Polisi,
Berdamai dengan Negara!
Oleh:
Ahmad Syafii Maarif
Negara tanpa polisi tidaklah mungkin, dan polisi tanpa negara hanya ada di dunia antah berantah. Demikian menyatunya hubungan polisi dengan negara sehingga keberadaan yang satu mewajibkan keberadaan yang lain.
Di mana pun di muka bumi, tugas polisi itu sungguh mulia: menegakkan hukum, memelihara keamanan dan ketertiban, melindungi, mengayomi, dan melayani masyarakat. Di era kerajaan Majapahit, Mahapatih Gajah Mada membentuk pasukan pengamanan yang disebut bhayangkara yang bertugas melindungi raja dan kerajaan.

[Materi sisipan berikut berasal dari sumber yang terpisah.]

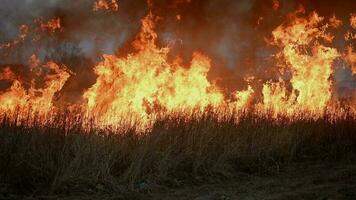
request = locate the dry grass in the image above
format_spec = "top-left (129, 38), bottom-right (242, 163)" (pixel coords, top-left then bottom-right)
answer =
top-left (0, 112), bottom-right (356, 196)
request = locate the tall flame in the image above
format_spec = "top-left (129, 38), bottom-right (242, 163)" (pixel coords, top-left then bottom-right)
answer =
top-left (84, 13), bottom-right (223, 122)
top-left (263, 9), bottom-right (340, 114)
top-left (0, 57), bottom-right (70, 117)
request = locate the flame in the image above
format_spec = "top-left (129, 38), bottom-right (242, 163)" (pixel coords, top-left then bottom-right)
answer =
top-left (350, 13), bottom-right (356, 29)
top-left (93, 0), bottom-right (119, 11)
top-left (345, 46), bottom-right (356, 75)
top-left (39, 18), bottom-right (61, 33)
top-left (272, 0), bottom-right (280, 10)
top-left (0, 0), bottom-right (356, 126)
top-left (263, 8), bottom-right (340, 114)
top-left (0, 24), bottom-right (29, 49)
top-left (84, 13), bottom-right (223, 123)
top-left (0, 57), bottom-right (70, 117)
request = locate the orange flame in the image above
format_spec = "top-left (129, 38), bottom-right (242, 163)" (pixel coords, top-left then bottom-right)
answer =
top-left (93, 0), bottom-right (119, 11)
top-left (84, 13), bottom-right (223, 123)
top-left (0, 57), bottom-right (70, 117)
top-left (263, 9), bottom-right (339, 114)
top-left (39, 18), bottom-right (61, 33)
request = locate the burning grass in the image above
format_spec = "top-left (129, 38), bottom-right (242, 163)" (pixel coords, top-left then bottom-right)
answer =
top-left (0, 111), bottom-right (356, 195)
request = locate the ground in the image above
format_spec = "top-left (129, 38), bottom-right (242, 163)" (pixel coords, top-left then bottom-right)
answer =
top-left (0, 162), bottom-right (356, 200)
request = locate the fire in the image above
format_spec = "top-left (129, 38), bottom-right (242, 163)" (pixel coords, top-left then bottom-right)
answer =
top-left (84, 13), bottom-right (223, 123)
top-left (39, 18), bottom-right (61, 33)
top-left (0, 0), bottom-right (356, 126)
top-left (272, 0), bottom-right (280, 10)
top-left (0, 24), bottom-right (29, 49)
top-left (263, 9), bottom-right (340, 114)
top-left (0, 57), bottom-right (70, 118)
top-left (93, 0), bottom-right (119, 11)
top-left (350, 13), bottom-right (356, 29)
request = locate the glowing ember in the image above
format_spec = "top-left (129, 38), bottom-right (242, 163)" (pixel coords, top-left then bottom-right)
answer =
top-left (39, 18), bottom-right (61, 33)
top-left (0, 0), bottom-right (356, 126)
top-left (93, 0), bottom-right (119, 11)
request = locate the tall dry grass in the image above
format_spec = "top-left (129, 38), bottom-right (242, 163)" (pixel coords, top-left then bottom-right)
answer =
top-left (0, 112), bottom-right (356, 194)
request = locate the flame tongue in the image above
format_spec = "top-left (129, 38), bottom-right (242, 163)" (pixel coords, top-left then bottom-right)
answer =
top-left (84, 13), bottom-right (223, 124)
top-left (263, 10), bottom-right (339, 114)
top-left (0, 58), bottom-right (70, 118)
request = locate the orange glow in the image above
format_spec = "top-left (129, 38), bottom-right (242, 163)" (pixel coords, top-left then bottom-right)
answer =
top-left (272, 0), bottom-right (280, 10)
top-left (93, 0), bottom-right (119, 11)
top-left (39, 18), bottom-right (61, 33)
top-left (350, 13), bottom-right (356, 29)
top-left (0, 57), bottom-right (70, 120)
top-left (263, 9), bottom-right (340, 114)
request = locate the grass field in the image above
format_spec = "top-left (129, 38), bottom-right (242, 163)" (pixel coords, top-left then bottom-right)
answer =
top-left (0, 112), bottom-right (356, 199)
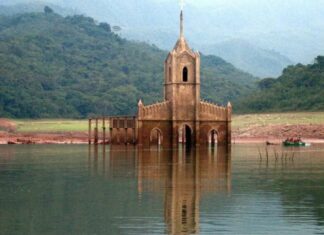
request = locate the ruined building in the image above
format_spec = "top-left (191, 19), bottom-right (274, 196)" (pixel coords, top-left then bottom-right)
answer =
top-left (89, 11), bottom-right (232, 148)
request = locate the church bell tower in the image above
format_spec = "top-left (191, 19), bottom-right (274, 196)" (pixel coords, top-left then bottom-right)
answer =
top-left (164, 11), bottom-right (200, 121)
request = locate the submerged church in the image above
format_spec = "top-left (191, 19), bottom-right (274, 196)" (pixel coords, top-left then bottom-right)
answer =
top-left (89, 11), bottom-right (232, 148)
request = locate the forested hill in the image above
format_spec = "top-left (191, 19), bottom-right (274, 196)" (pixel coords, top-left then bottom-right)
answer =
top-left (237, 56), bottom-right (324, 112)
top-left (0, 9), bottom-right (255, 118)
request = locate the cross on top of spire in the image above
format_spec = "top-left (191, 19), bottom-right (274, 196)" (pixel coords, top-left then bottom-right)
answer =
top-left (179, 0), bottom-right (186, 11)
top-left (179, 0), bottom-right (185, 38)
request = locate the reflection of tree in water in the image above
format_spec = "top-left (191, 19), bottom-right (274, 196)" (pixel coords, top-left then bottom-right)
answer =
top-left (138, 148), bottom-right (231, 234)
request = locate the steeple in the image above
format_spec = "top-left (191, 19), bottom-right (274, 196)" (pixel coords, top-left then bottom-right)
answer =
top-left (173, 5), bottom-right (193, 53)
top-left (180, 10), bottom-right (184, 38)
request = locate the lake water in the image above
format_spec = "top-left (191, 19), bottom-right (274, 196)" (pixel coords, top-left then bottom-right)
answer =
top-left (0, 145), bottom-right (324, 235)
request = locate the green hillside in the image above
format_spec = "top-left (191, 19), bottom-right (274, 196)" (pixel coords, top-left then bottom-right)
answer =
top-left (0, 12), bottom-right (256, 118)
top-left (237, 56), bottom-right (324, 112)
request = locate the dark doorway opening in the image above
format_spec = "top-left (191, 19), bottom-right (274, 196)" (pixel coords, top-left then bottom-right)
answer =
top-left (208, 130), bottom-right (218, 146)
top-left (184, 125), bottom-right (192, 146)
top-left (150, 129), bottom-right (163, 146)
top-left (182, 67), bottom-right (188, 82)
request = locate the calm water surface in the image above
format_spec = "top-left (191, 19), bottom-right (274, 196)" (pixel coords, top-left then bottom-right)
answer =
top-left (0, 145), bottom-right (324, 234)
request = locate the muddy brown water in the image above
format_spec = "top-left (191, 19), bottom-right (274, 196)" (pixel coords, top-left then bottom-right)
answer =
top-left (0, 144), bottom-right (324, 234)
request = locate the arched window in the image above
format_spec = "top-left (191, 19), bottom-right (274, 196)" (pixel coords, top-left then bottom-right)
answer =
top-left (182, 67), bottom-right (188, 82)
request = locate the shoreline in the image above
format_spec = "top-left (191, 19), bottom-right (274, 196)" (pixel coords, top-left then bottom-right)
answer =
top-left (0, 132), bottom-right (324, 145)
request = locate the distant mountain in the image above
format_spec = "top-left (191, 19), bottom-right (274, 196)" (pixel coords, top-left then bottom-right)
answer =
top-left (201, 40), bottom-right (293, 78)
top-left (237, 56), bottom-right (324, 113)
top-left (2, 0), bottom-right (324, 77)
top-left (0, 2), bottom-right (79, 16)
top-left (0, 13), bottom-right (256, 118)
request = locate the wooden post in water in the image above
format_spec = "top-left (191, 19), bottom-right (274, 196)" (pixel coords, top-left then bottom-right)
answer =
top-left (102, 118), bottom-right (106, 145)
top-left (124, 118), bottom-right (128, 145)
top-left (132, 117), bottom-right (136, 145)
top-left (88, 118), bottom-right (92, 145)
top-left (94, 118), bottom-right (98, 145)
top-left (108, 118), bottom-right (112, 144)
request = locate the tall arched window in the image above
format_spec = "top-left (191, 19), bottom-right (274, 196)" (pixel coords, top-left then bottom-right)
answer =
top-left (182, 67), bottom-right (188, 82)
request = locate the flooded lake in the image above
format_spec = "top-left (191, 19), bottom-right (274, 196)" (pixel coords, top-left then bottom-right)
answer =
top-left (0, 145), bottom-right (324, 235)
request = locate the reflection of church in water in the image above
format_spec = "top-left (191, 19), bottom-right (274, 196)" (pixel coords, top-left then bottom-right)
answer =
top-left (90, 147), bottom-right (231, 234)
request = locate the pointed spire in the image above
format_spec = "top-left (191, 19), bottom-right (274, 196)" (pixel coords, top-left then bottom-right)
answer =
top-left (180, 10), bottom-right (184, 38)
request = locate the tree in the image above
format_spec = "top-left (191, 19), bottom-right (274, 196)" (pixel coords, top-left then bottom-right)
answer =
top-left (44, 6), bottom-right (54, 14)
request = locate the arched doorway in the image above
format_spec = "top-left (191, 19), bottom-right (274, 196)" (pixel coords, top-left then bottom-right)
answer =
top-left (208, 129), bottom-right (218, 146)
top-left (182, 67), bottom-right (188, 82)
top-left (150, 128), bottom-right (163, 146)
top-left (179, 125), bottom-right (192, 146)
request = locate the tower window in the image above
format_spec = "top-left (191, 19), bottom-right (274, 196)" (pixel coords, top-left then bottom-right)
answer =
top-left (182, 67), bottom-right (188, 82)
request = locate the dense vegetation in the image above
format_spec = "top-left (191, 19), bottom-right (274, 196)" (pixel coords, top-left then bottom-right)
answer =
top-left (237, 56), bottom-right (324, 112)
top-left (0, 9), bottom-right (255, 118)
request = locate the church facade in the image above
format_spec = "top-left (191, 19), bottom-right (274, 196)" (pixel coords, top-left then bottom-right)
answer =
top-left (89, 11), bottom-right (232, 148)
top-left (137, 12), bottom-right (232, 147)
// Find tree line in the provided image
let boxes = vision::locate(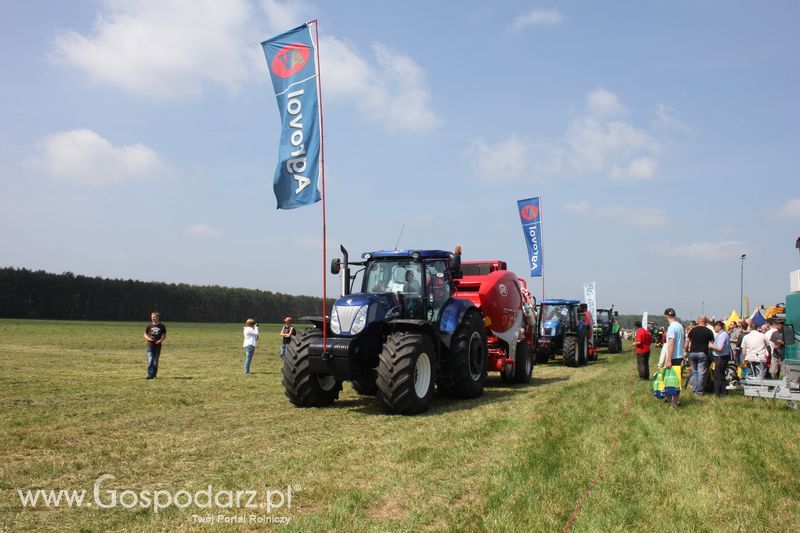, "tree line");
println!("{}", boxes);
[0,267,333,322]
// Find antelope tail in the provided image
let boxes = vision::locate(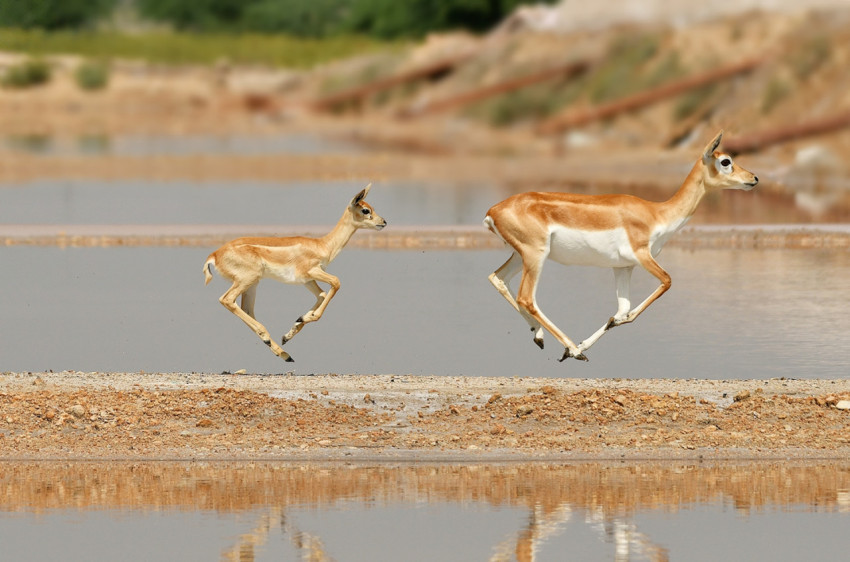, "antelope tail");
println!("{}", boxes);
[204,256,215,285]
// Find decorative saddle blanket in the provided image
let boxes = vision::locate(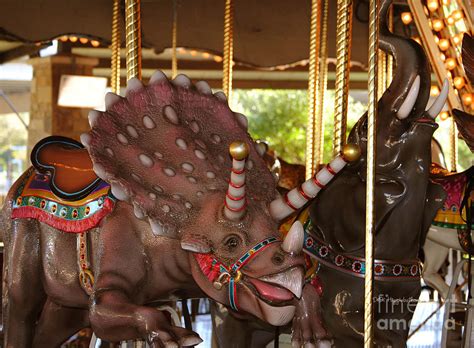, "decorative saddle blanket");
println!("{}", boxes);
[11,168,116,233]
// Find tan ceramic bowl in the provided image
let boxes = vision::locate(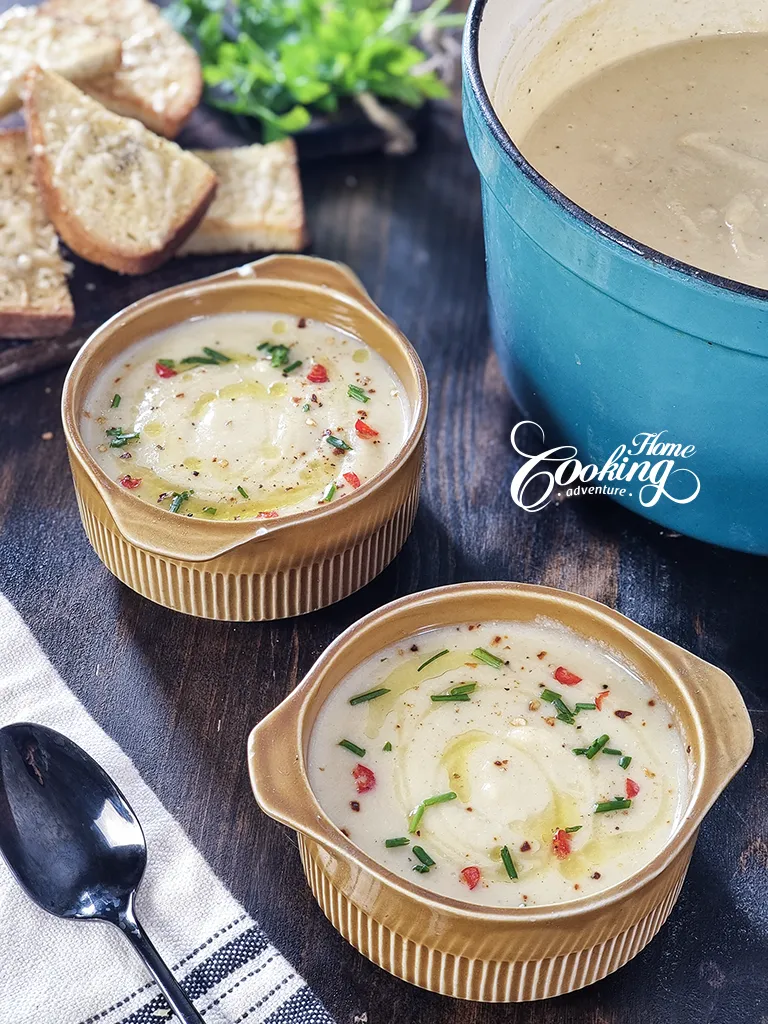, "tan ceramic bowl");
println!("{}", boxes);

Karena di zaman itu posisi rakyat adalah abdi (hamba), maka tugas bhayangkara tidaklah dikatakan sebagai pelindung, pelayan, dan pengayom masyarakat seperti yang sekarang ditentukan dalam UU Kepolisian Republik Indonesia Nomor 2 Tahun 2002. Di alam Indonesia merdeka nama warisan Gajah Mada ini telah diabadikan oleh kepolisian kita.
Dalam Pasal 2 UU Kepolisian itu, secara eksplisit dikatakan bahwa “Fungsi Kepolisian adalah salah satu fungsi pemerintahan negara di bidang pemeliharaan keamanan dan ketertiban masyarakat, penegakan hukum, perlindungan, pengayoman, dan pelayanan kepada masyarakat.” Jika dalam kenyataannya masyarakat merasa tidak aman, tidak terayomi, ketertiban terganggu, hukum tidak tegak, maka dengan demikian institusi kepolisian itu belum berfungsi secara baik dan efektif. Apalagi, misalnya, dari rahim institusi kepolisian muncul pula oknum polisi yang bikin kacau masyarakat, maka kesimpulan yang benar adalah bahwa pasal 2 itu telah nyata-nyata dikhianati dan ditelikung untuk meraih tujuan-tujuan jangka pendek yang tidak sehat.
Tetapi karena fungsi kepolisian sebagai bagian dari fungsi pemerintahan negara, maka institusi yang mahapenting dan strategis ini perlu pembenahan radikal dan menyeluruh. Dan tugas pembenahan ini dapat dilakukan oleh pihak kepolisian bersama para pakar lain yang berintegritas, profesional, dan punya visi sebagai negarawan.
Tanpa pembenahan yang menyeluruh ini, maka UU No 2 Tahun 2002 itu akan tetap melayang di awan tinggi, sedangkan di bumi nyata UU itu telantar, tidak diacuhkan. Saya kenal polisi yang baik dan berintegritas itu tidak kurang jumlahnya. Batin mereka ini sangat menderita melihat betapa runyamnya institusi kepolisian sejak berapa tahun terakhir ini.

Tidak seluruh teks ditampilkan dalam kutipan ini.